- DVD cover
- Created by: Carla Lane
- Directed by: Gareth Gwenlan
- Starring: Felicity Kendal Jack Galloway Peter McEnery Jane Asher
- Country of origin: United Kingdom
- Original language: English
- No. of series: 2
- No. of episodes: 12

Production
- Producer: Gareth Gwenlan
- Running time: 30 minutes

Original release
- Network: BBC2
- Release: 17 January 1985 – 26 February 1987

= The Mistress (TV series) =

British TV sitcom (1985–1987)

The Mistress is a British sitcom that first aired on BBC2 from 1985 to 1987. Starring Felicity Kendal and Jane Asher, it was written by Carla Lane.

The Mistress features Kendal playing Maxine, a young florist, who is having an affair with a married man. It was disliked by some viewers, who were unhappy at seeing Felicity Kendal (best known as Barbara Good in The Good Life) playing a woman having an affair with someone else's husband.

==Plot==
Maxine is the owner of a florist shop and is having an affair with married man Luke. His wife Helen is unaware of the affair. While Maxine occasionally feels guilty and insecure about the affair, she is a generally optimistic and happy person.

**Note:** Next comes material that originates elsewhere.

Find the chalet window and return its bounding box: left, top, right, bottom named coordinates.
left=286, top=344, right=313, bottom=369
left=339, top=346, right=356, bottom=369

In the second series, Helen begins to suspect that Luke is having an affair, but when she tells him he neither admits it nor denies it. Helen moves out to stay with her sister. In the penultimate episode, Helen returns home and they share their bed. Maxine has a drunken escapade with a young man she meets in a cafe and they spend the night sharing her bed, but the young man is only seen next morning still fully dressed and above the covers. In the final episode, Luke effectively admits to Helen that he has had an affair but it is over, and they both say they do not want to get a divorce. Maxine and Luke angrily return each other's gifts, but ultimately admit that they are still in love. The programme and the series ends with Maxine on the phone telling her shop assistant and friend Jamie that the affair is over, and that she is pregnant.

==Cast==
- Felicity Kendal as Maxine Mansel (Maxine as series 2)
- Jack Galloway as Luke Carpenter (series 1) (called Luke Mansel in Series 2)
- Peter McEnery as Luke (series 2) (Luke Mansel in Series 2)
- Jane Asher as Helen Carpenter (called Helen Mansel in Series 2)
- Tony Aitken as Simon
- Jenny McCracken as Jenny (series 1)
- Paul Copley as Jamie (series 2)
- Peggy Sirr as Jo

==Production==
Similar to Carla Lane's other sitcoms, including Butterflies and Solo (which also starred Felicity Kendal), The Mistress has a serious theme – here, that of an affair. The series was produced and directed by Gareth Gwenlan. The Mistress was filmed in Bath, Somerset, the florist shop being in Abbey Green, Bath and Maxine's house location at 26 St Mark's Road, Bath.
After the lukewarm response to Series 1 over the subject matter, Series 2 was no more successful, and the series was axed after Series 2, which ended with a significant plot development. The sitcom, which had never been reshown previously, was aired on BBC Four in January, February and March 2023.

==Episodes==
The Mistress aired for two series, each of six 30 minute episodes, from 17 January 1985 to 26 February 1987. The episodes were originally shown at 9.00pm on Thursdays on BBC2.

===Series 1 (1985)===

| No. | Title | Original release date |
|---|---|---|
| 1 | "Episode One" | 17 January 1985 |
| 2 | "Episode Two" | 24 January 1985 |
| 3 | "Episode Three" | 31 January 1985 |
| 4 | "Episode Four" | 7 February 1985 |
| 5 | "Episode Five" | 14 February 1985 |
| 6 | "Episode Six" | 21 February 1985 |

===Series 2 (1987)===

| No. overall | No. in series | Title | Original release date |
|---|---|---|---|
| 7 | 1 | "Episode One" | 22 January 1987 |
| 8 | 2 | "Episode Two" | 29 January 1987 |
| 9 | 3 | "Episode Three" | 5 February 1987 |
| 10 | 4 | "Episode Four" | 12 February 1987 |
| 11 | 5 | "Episode Five" | 19 February 1987 |
| 12 | 6 | "Episode Six" | 26 February 1987 |

==Home releases==
The two series of The Mistress were released in a boxset in Region 2 (UK) on 10 March 2014.